Alice Barbe, codirectrice de Singa France, était à Montréal en septembre dernier pour lancer Singa Québec, une formule semblable à celle de la France, hormis l’application CALM, pour l’instant. «Nous voulons prendre le temps d’adapter le programme aux enjeux québécois et de l’ancrer dans le contexte d’ici», explique Jasmine Van Deventer, co-coordonnatrice de Singa Québec. «Singa Québec est plus pertinent que jamais dans le contexte où nous allons accueillir de nombreux réfugié-e-s syriens.»

«Singa Québec est plus pertinent que jamais dans le contexte où nous allons accueillir de nombreux réfugié-e-s syriens.»

Déjà, plusieurs citoyens et citoyennes se sont montrés intéressés par Singa Québec, qui mettra notamment l’accent sur la santé et l’accès aux soins. Jasmine Van Deventer espère que les événements de Paris et la pétition contre l’accueil des réfugiés ne ralentiront pas trop le processus.

Créer des liens, se reconstruire

Grâce à l’initiative française, de véritables liens se sont déjà tissés. Entre Daniel et Moustapha, par exemple. Des doutes, des incompréhensions, des malaises, il y en a eu, Daniel Gennaro – rencontré dans les locaux de Singa France, où il est aussi bénévole – ne s’en cache pas: «Va-t-il m’égorger en rentrant à la maison? Je lui donne les clés?» relate-t-il en riant. «Les gens ont peur d’accueillir, mais c’est tellement simple, finalement. Je dirais même que Moustapha est plus respectueux des règles de la maison que mes propres enfants!» L’accueil à la maison, croit-il, apporte un toit, des repas, mais surtout une certaine chaleur humaine qui permet à la personne de se reconstruire.
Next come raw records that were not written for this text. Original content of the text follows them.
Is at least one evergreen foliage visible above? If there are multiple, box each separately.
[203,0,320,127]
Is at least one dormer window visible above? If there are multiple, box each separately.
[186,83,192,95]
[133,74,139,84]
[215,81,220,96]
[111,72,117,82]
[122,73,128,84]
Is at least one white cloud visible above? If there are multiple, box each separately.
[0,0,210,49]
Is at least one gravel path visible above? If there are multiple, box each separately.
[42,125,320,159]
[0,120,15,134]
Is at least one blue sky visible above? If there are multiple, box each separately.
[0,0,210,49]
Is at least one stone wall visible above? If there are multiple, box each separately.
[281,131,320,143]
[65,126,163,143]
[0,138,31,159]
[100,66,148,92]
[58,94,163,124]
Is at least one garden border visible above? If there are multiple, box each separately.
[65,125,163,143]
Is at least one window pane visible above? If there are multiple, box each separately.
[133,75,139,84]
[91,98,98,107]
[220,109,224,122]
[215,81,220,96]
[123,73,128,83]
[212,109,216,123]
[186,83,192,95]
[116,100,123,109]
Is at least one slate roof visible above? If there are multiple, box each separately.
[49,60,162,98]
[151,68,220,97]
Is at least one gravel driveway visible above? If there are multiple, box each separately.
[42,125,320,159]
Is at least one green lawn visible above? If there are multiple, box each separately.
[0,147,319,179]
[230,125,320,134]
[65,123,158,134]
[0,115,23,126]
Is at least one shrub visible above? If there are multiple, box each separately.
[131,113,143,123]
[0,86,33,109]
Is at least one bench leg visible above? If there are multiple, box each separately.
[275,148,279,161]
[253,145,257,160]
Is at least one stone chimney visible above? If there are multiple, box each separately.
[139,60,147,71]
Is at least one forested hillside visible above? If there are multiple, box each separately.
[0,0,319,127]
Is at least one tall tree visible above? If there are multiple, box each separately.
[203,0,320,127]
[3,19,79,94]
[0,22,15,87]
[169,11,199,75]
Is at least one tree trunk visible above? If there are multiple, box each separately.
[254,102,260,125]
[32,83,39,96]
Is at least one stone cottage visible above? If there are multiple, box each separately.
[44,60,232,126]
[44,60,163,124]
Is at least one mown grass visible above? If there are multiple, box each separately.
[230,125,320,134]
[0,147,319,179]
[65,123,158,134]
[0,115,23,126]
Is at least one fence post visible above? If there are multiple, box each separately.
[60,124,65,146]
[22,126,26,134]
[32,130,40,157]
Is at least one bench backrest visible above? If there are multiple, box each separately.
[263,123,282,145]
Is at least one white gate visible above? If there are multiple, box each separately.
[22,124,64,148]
Dans les locaux de Singa, il y a aussi Déo Namujimbo, grand reporter de la République démocratique du Congo, 25 ans de métier, des prix internationaux, mais réfugié politique à Paris depuis un peu plus de 6 ans. Sommité dans son pays, Deo n’arrivait pas en France à travailler comme journaliste à cause du manque de maîtrise des outils électroniques. Intégré dans le réseau Singa, il était ce jour-là fier de signer son contrat de rédacteur en chef du nouveau magazine de l’association, Singa Mag.

Bianca Joubert

Même si pour l’État français, l’aide citoyenne n’est pas le modèle privilégié, mais une solution ponctuelle, Singa est actuellement très sollicité par les institutions. La Mairie de Paris a même cru bon d’intégrer l’association citoyenne dans son Plan d’action pour la mobilisation de la Commune de Paris dans l’accueil des réfugiés et réfugiées.

Il n’y a pas de profil type du réfugié, mais une diversité qui peut profiter au pays d’accueil.»

«On oublie que les réfugié-e-s fuient la persécution et trouvent encore des obstacles comme la langue, la non-reconnaissance des diplômes, l’absence de réseau social et professionnel, rappelle Alice Barbe. Il n’y a pas de profil type du réfugié, mais une diversité qui peut profiter au pays d’accueil.» Un rappel non négligeable en ces temps troubles où les mouvements migratoires ne semblent pas près de ralentir.